GOBLIN REBIRTH – Goblin RebirthKann Filmmusik einen schlechten Streifen retten? Im Falle von GOBLIN, der legendären 70er-Jahre Horror-Progger, trifft das 100%-ig zu. Dutzende B- und C-Filme hat die kultige Band um Keyboarder/Orgelist/Violinist Claudio Simonetti mit ihrem elektrisierenden Sound veredelt. Die prominentesten Beispiele sind sicher die unvergessenen Melodien ewiger Dario Argento-Klassiker, wie „Suspiria“, „Tenebre“ oder „Profondo Rosso“. Zwingend müssen hier selbstverständlich auch die Soundtrack-Arbeiten zu George A. Romeros „Zombi“ und „Dawn of The Dead“ genannt werden.

Der umtriebige Vierer hatte seine Nische gefunden – nach diversen Trennungen löste sich die Band 1989 schließlich endgültig auf, kam aber Anfang der 2000er-Jahre wieder für diverse Re-Union-Konzerte und eine letzte Studioarbeit für Argentos „Sleepless – Non ho Sonno“ zusammen. Jetzt touren gleich zwei Rentner-Bands mit ihrer Musik um den Globus. Die beiden Gründungsmitglieder Claudio Simonetti und Massimo Morante starteten 2010 das Projekt NEW GOBLIN und covern sich live selbst. Die noch neue Formation GOBLIN REBIRTH besteht aus der Rhythm-Section des einstigen Originals (Fabio Pignatelli und Agostino Marangelo – Namen, die nach Berühmtheit quietschen!) und lädt mit ihrem Debütalbum auf eine Zeitreise zurück in die Zukunft ein. Darauf perfektioniert die Band alles, was in den 1970ern zum ganz großen Durchbruch gefehlt hat: Sie schreibt jetzt instrumentale Hits.

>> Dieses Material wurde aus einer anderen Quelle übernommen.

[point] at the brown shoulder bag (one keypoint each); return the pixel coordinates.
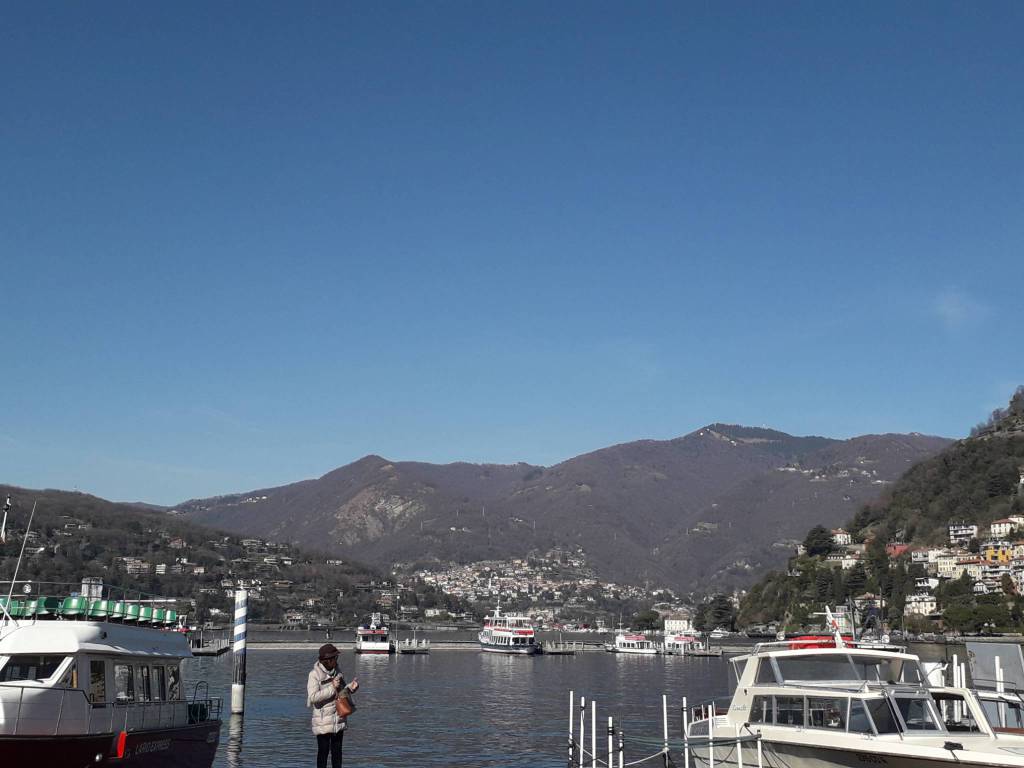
(343, 704)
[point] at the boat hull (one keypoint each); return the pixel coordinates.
(192, 747)
(786, 755)
(522, 650)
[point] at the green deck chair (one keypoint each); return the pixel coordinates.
(99, 609)
(47, 606)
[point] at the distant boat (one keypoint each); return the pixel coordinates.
(508, 634)
(374, 638)
(632, 643)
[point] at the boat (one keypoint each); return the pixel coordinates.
(373, 638)
(626, 642)
(828, 702)
(508, 633)
(92, 680)
(679, 644)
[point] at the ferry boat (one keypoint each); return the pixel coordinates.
(631, 643)
(679, 644)
(832, 704)
(373, 639)
(93, 681)
(508, 634)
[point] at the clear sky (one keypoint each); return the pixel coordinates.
(244, 244)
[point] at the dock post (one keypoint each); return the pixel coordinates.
(571, 718)
(611, 739)
(583, 729)
(686, 735)
(711, 737)
(239, 660)
(665, 728)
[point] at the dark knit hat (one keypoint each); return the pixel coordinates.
(328, 651)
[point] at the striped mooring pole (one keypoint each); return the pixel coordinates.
(239, 653)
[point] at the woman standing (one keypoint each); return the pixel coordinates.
(323, 687)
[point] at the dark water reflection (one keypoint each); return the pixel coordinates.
(458, 708)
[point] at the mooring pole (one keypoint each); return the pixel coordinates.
(686, 736)
(571, 718)
(611, 739)
(239, 653)
(583, 729)
(665, 724)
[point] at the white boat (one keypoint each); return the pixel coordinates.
(824, 702)
(632, 643)
(374, 638)
(679, 644)
(508, 633)
(85, 680)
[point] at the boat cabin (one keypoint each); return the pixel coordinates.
(87, 677)
(854, 690)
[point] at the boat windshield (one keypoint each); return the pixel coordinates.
(847, 668)
(30, 667)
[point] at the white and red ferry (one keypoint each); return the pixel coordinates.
(627, 642)
(508, 634)
(375, 638)
(89, 681)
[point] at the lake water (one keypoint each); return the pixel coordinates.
(454, 708)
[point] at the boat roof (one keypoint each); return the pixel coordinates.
(67, 638)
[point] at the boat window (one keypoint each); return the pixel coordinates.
(97, 681)
(761, 710)
(766, 673)
(918, 714)
(1003, 714)
(173, 684)
(826, 712)
(877, 670)
(30, 667)
(159, 684)
(70, 678)
(882, 714)
(124, 682)
(788, 710)
(142, 689)
(832, 667)
(955, 713)
(859, 722)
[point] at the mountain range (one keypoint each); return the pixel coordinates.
(712, 509)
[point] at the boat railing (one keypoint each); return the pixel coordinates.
(34, 711)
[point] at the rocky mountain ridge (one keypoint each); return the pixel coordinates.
(715, 507)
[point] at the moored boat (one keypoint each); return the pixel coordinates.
(627, 642)
(374, 638)
(86, 680)
(508, 633)
(827, 702)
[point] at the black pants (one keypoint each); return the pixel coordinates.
(329, 742)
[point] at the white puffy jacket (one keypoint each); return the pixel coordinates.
(321, 695)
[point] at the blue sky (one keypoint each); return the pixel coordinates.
(245, 244)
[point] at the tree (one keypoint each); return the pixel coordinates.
(818, 541)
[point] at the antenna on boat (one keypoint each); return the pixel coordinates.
(10, 593)
(834, 625)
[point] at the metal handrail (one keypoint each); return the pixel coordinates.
(184, 707)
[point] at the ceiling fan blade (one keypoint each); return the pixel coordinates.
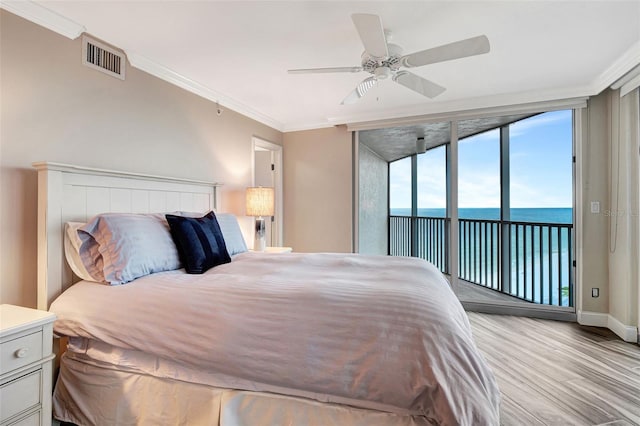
(361, 89)
(371, 33)
(459, 49)
(418, 84)
(325, 70)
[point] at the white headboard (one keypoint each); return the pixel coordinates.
(74, 193)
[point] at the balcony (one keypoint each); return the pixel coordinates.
(497, 260)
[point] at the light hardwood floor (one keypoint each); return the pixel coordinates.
(560, 373)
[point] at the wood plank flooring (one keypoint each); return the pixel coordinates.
(560, 373)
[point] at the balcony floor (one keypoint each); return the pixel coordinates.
(470, 292)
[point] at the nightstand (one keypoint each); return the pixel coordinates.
(278, 250)
(26, 370)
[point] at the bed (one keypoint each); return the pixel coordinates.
(263, 339)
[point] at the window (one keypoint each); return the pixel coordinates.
(432, 183)
(400, 187)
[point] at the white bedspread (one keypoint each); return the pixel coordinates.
(383, 333)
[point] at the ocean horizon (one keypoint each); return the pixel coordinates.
(537, 215)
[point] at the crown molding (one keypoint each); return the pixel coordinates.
(44, 17)
(307, 126)
(470, 108)
(629, 60)
(164, 73)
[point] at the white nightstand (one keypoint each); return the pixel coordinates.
(26, 371)
(278, 250)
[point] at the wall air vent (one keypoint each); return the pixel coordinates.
(103, 58)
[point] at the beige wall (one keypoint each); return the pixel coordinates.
(55, 109)
(318, 190)
(373, 202)
(594, 163)
(611, 239)
(624, 219)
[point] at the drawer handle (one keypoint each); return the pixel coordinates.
(21, 353)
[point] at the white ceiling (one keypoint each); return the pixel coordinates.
(239, 51)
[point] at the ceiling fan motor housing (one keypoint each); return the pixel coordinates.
(392, 63)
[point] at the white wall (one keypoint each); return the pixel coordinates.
(55, 109)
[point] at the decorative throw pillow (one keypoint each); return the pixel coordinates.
(233, 238)
(199, 242)
(126, 246)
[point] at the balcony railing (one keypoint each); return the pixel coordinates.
(527, 260)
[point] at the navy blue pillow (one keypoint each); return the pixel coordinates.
(199, 241)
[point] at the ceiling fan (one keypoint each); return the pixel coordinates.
(383, 60)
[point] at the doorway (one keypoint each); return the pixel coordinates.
(267, 172)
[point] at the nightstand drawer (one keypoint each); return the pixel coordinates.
(20, 352)
(31, 420)
(20, 394)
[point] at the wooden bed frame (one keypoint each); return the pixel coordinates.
(74, 193)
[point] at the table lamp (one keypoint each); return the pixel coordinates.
(260, 202)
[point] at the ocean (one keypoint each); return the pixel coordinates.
(537, 215)
(540, 255)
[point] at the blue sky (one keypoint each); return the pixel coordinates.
(541, 168)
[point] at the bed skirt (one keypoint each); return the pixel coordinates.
(87, 394)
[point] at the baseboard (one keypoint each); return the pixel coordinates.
(628, 333)
(593, 319)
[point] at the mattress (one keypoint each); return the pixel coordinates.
(371, 332)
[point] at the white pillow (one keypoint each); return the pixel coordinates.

Das Quartett bezeichnet seine Musik als Movie Prog und spielt natürlich genau das, was man von ihr erwartet. Als wäre zwischen 1980 und 2015 die Welt stehen geblieben zelebrieren die Musiker jene Art von Sounds, die nur sie beherrschen. Mit ihrem self-titled-Debüt liefern den Soundtrack zu einem imaginären Film, der die Geschichte eines bösen, zwergenhaften Monsters, auf den Namen X getauft, erzählt. Acht Stücke begleiten das obskure Wesen thematisch von der Geburt bis zum Tod. Man kommt nicht dabei herum, das trashige Cover-Artwork lobend zu erwähnen, welche die Magie der acht Stück perfekt in Szene setzt. Geboten wird unverkennbarer Psychedelic-Space-Rock mit viel Synthieflächen. Markant ist die häufig eingesetzte Orgel, welche zusätzlich für okkulte Stimmung innerhalb der rasanten Verfolgungsjagdmusik legt.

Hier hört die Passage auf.